Je crois profondément que la civilisation a été inventée pour rendre possible la solitude.
Renaud Camus, Du sens, P.O.L., p. 327.
Que ferait-on si l’on ne devait
exister qu’à ses propres yeux
rien pardi
Jean-Pierre Georges, Je m’ennuie sur terre, Le Dé bleu, p. 35.
Feu. Feu. Feu incessamment répété.
Enfin s’interposant, la morphine place ses étouffoirs et je puis regagner ma coupole (si je puis dire) et un espace, libre de feu. Je m’y endors.
Réveil.
Le feu reprend.
Feu. Feu. Feu. Feu incessamment feu. Feu pour moi, pour moi tout seul brûlant.
Kermesse inepte qui veut qu’on s’intéresse à elle, quand moi je voudrais passer outre. Ainsi nous restons sans nous entendre, moi avec elle, criant comme une sourde.
Visite.
Paroles qui volent. Paroles qui veulent. Paroles qui ne peuvent me distraire des torrents de feu. Paroles qui dévalent… tandis que le feu, énorme feu… il faudrait ne pas participer. Oui, mais comment ?
Henri Michaux, « Face à ce qui se dérobe », Œuvres complètes (3), Gallimard, p. 863.
Le solitaire sera éclaboussé par tous.
Henri Michaux, « Chemins cherchés, chemins perdus, transgressions », Œuvres complètes (3), Gallimard, p. 1183.
Or la puissance du désir est telle, et les ressources de l’imagination qui la soutiennent sont si considérables que quatre ou cinq mois d’une attente ainsi nourrie étaient aussi riches, aussi pleins de sentiments variés que si celui qui m’occupait l’esprit avait effectivement partagé ma vie pendant cette période. Voilà pourquoi celui qui attend longtemps ne se décourage pas. Sans qu’il soit fou, sans qu’il confonde ses rêves avec la réalité, son obsession leur donne une consistance qui en fait des passerelles solides entre les événements réellement vécus, tandis que bien souvent ce sont ces événements qui, par leur brièveté, ou par la déception qu’ils causent, pourraient n’avoir été que rêvés.
Catherine Millet, Jour de souffrance, Flammarion, pp. 68-69.
Champion
de la
détestation
en tout genre
briseur de vie
dont
la mienne
réducteur
de tout ce
qui n’est pas
à ma taille
bulle
ne remontant
définitivement plus
à la
surface
Jean-Pierre Georges, Passez nuages, Multiples, p. 37.
Porté par un tel élan, j’y fus bientôt, et, sous l’orbe adouci de la lampe, je retrouvai le lieu d’une existence dont la médiocrité m’apparut, brutale, et d’un coup. Rien n’avait changé cependant, et, dans ce sommeil qu’ont les choses la nuit, mes objets familiers demeuraient à leur place, silencieux et prêts à l’usage.
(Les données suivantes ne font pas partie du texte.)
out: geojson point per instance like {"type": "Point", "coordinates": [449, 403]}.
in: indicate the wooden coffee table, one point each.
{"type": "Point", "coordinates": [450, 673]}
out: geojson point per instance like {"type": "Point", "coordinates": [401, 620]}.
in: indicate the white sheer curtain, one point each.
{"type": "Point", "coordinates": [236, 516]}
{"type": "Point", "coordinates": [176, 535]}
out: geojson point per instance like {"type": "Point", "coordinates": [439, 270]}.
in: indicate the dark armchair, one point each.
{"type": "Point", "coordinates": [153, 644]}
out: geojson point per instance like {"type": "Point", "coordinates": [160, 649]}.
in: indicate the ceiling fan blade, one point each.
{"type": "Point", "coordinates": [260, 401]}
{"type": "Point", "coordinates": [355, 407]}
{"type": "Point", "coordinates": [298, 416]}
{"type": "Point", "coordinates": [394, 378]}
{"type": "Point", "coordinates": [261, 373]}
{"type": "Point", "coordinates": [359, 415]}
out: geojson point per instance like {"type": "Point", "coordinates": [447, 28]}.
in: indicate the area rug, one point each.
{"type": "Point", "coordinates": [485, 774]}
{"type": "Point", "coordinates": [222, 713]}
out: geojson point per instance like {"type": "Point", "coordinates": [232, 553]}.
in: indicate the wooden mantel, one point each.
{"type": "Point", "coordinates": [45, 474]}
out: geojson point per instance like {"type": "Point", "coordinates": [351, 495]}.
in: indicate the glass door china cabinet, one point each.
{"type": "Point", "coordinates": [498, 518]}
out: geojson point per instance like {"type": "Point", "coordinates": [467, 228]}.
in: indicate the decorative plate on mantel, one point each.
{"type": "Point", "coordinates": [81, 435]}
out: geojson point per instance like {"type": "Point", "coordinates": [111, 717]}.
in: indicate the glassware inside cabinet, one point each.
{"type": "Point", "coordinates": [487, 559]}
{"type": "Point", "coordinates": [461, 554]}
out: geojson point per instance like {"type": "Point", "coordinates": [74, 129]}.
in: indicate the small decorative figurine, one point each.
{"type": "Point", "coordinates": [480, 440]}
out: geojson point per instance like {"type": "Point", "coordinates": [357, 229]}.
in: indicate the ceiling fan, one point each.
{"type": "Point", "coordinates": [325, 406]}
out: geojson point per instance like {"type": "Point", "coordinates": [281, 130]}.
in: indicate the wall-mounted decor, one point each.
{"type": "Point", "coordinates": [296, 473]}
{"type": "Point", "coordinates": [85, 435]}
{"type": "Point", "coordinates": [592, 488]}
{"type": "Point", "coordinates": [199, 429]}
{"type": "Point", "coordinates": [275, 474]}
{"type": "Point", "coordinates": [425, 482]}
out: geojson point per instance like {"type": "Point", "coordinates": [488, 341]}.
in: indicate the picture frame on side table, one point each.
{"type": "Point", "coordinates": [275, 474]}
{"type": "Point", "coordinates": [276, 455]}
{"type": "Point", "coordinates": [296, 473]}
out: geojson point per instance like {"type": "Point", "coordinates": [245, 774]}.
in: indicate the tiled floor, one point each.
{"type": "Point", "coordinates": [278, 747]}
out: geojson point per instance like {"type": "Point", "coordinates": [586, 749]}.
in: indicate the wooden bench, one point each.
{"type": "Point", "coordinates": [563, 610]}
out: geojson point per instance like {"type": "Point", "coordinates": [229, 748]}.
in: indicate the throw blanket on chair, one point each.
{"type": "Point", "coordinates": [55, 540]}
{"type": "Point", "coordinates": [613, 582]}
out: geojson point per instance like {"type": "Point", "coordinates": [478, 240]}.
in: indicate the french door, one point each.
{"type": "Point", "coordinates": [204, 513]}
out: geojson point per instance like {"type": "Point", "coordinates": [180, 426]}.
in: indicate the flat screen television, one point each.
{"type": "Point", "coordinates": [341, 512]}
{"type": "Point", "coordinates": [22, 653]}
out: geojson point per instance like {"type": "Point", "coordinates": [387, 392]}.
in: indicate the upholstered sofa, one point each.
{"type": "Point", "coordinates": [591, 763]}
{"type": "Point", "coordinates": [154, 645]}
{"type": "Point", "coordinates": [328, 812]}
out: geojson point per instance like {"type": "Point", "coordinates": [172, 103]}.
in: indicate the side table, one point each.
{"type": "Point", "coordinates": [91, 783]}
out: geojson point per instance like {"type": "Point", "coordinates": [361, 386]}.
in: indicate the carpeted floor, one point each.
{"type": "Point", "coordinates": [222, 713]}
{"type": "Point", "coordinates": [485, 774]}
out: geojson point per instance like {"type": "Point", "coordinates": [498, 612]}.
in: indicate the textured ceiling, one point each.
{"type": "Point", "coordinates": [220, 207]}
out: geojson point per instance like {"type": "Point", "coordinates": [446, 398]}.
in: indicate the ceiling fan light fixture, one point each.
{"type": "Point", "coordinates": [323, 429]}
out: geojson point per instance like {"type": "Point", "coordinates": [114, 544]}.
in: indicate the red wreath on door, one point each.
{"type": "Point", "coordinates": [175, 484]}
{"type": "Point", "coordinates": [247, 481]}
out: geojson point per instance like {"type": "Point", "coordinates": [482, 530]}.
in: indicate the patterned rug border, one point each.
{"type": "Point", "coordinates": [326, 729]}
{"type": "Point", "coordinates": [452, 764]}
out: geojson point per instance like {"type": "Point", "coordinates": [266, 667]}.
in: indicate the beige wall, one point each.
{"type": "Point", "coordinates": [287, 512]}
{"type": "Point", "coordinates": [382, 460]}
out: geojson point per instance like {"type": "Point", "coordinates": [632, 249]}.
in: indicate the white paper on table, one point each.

Un reste de feu mourait sous la cendre ; sa lueur dorait le flanc d’un vase, et, çà et là, quelques reliures. Je vis sur ma table le travail commencé, les feuillets noirs, et la plume, et les notes innombrables. Je vis tous ces témoins de mon labeur et de ma foi ; leur inutilité navrante m’apparut, et celle même de ma vie, et son ordre pauvre. Je perçus combien grande était ma faiblesse, et je m’épeurai.
Félix Vallotton, La vie meurtrière, Phébus, pp. 84-85.
Quelques forces que la nature déploie et lâche contre l’homme : le froid, les bêtes sauvages, l’eau, le feu, il sait les moyens d’y faire face ; et, en vérité, il emprunte ces moyens à la nature, il se sert d’elle contre elle-même ; et la ruse de sa raison fait qu’il dispose au-devant des puissances naturelles d’autres choses naturelles qu’il donne à consumer à celles-là, tandis que lui s’abrite et se conserve par derrière.
Georg Wilhelm Friedrich Hegel, « Des manières de considérer la nature (additions) », Encyclopédie des sciences philosophiques, II. Philosophie de la nature, Vrin, p. 338.
Mes exacts contemporains me font l’effet de birbes décatis, j’observe leurs visages détruits en protégeant le mien d’une éventuelle contamination sous un masque fripé que je ne retire plus et dont les plis de plus en plus marqués me prouvent que j’ai raison de prendre ces précautions : voici donc comment se flétriraient mes joues fraîches si je les exposais à ces atmosphères et contacts délétères.
Mes sourcils sont restés noirs et bien plantés. Je m’en coiffe. Raie au milieu. Ma tête d’enfant.
Éric Chevillard, Le désordre azerty, Minuit, p. 79.